本当の恋とは言えなくて

トイレからたっくんの手を引きながら出ると

「大丈夫?」

心配そうに声をかけられた。

「はるま!」

たっくんは嬉しそうに駆け寄り武井さんに飛び付いた。

「…武井さん…」
武井さんは私の顔を見るなり少し眉をひそめたが、すぐに笑顔になり「卓、会場には俺が連れて行ってやるよ。」と優しく微笑み、たっくんを連れて行こうとする。
「紬ちゃんはそのソファーに座ってて。」と肩をポンと叩かれた。
「…。」何も言えずにいる私にウインクをしてみせる。 

「…はい。」かすれる声でやっと返事をした。


ドサッと音を立てて廊下に置いてあるいかにも高級そうなソファーに腰かける。
回りきらない頭でさっきの出来事を考えていた。



『一翔さん…』松下さんがカズくんの事をそう呼ぶ声が耳の奥にこびりついて離れない。

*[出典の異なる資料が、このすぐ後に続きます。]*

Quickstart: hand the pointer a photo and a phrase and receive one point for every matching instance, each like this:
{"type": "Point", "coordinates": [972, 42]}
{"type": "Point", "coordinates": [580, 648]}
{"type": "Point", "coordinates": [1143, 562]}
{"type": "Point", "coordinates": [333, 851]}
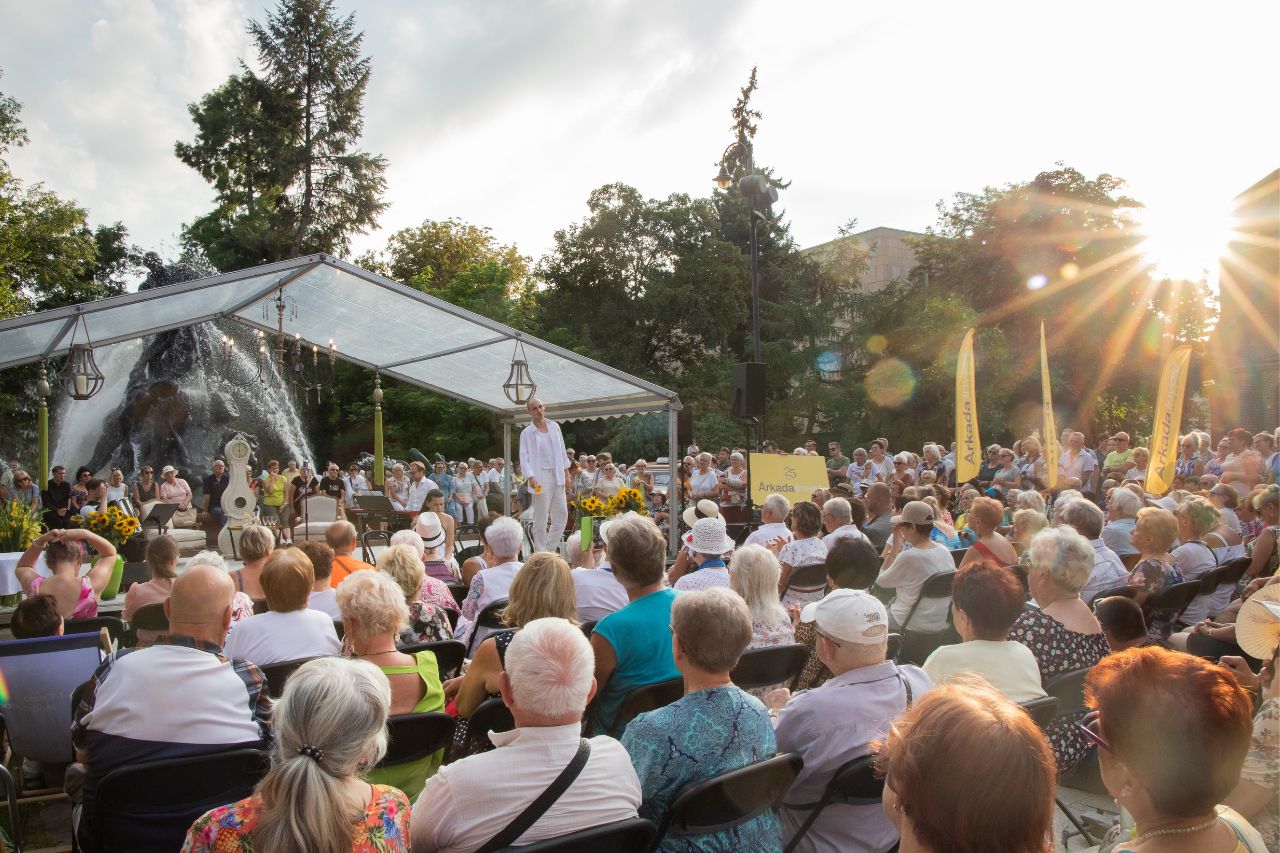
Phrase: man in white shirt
{"type": "Point", "coordinates": [837, 518]}
{"type": "Point", "coordinates": [1087, 519]}
{"type": "Point", "coordinates": [547, 683]}
{"type": "Point", "coordinates": [543, 459]}
{"type": "Point", "coordinates": [773, 516]}
{"type": "Point", "coordinates": [415, 497]}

耳を両手できつくふさいだ。

その手がフワリと温かく包み込まれた。

ハッとして顔を上げると武井さんが私の足元にしゃがみ、手で私の手を包み込みながら心配そうに顔を覗き込んでいた。

「武井さん…。私…。」
何か言いたかったが何も言えずその代わりに涙がこぼれた。

「何も言わなくていいよ。」
武井さんはふんわりと包み込むような笑顔でそう言い、ハンカチをそっと差し出してくれた。

「ありがとうございます。」
かすれる声でやっとそう言ってハンカチを受けとる。

「紬ちゃんには笑顔が似合うから笑っていて欲しいけど、泣きたい時は泣いていいんだよ。でも…一人で泣かせたく無い。」
武井さんがかばうようにそっと抱きしめてくれた。

「春馬!おまえ!!」
怒りを露にした声が廊下に響いた。

武井さんが私を抱きしめる腕に力を入れる。

「一翔におまえ呼ばわりされる覚えも怒鳴り付けられる覚えも無いよ。怒鳴り付けたいのはこっちだ。」
きつい口調で言い 「紬ちゃん、行こう。」足に力が入らない私を支えながら立たせてくれた。


「紬!」

私を呼ぶ声が聞こえた気がしたが振り向かずそのままホテルを後にした。